На что он быстро отзывается:

— И это тоже звучит неплохо.

— О чем ты?

— Кажется, кто-то спрятал свои колючки и впервые согласился со мной. И этот кто-то…

О, нет!

Или… да.

По-моему, это звучит, и в правду, не так уж плохо. Но мне трудно признаться даже самой себе, что с самого начала я была несправедлива по отношению к нему.

Я жму плечами:

— Иногда ты генерируешь умные мысли и говоришь по делу.

— Иногда? — он коротко усмехается.

Его рука все так же свободно лежит на руле, но мне кажется, что в ней заключена вся его сила.

— Да, это случается крайне редко. Какие-то единичные случаи…

— Ты ведешь подсчет?

— Не-ет, — я тоже смеюсь и отворачиваюсь.
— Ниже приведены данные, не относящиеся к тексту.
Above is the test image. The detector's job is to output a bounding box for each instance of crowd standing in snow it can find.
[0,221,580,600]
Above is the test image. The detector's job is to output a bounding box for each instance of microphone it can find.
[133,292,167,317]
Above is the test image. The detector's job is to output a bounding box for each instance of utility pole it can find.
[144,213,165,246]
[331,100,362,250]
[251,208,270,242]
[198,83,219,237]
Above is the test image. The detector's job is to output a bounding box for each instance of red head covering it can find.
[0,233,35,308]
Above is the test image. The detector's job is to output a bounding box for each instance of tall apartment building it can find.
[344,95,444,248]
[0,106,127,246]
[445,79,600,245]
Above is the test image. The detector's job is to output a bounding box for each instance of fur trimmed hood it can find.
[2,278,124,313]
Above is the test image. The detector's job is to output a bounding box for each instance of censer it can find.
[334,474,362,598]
Даже в очках я не могу смотреть ему в глаза.

Мимо меня проплывают стройные тополя, столбы с рекламными щитами, мелкие магазинчики, редкие велосипедисты. Жутко печет солнце, и я убираю локоть.

— Твое полное имя Алина? — вдруг спрашивает он.

Я невольно хихикаю: Алексей первый, кто так подумал.

— Нет, Ангелина. — И смотрю на него с интересом. Жду комментария.

Но он молчит. Молчит и даже не улыбнется. Он испытывает меня?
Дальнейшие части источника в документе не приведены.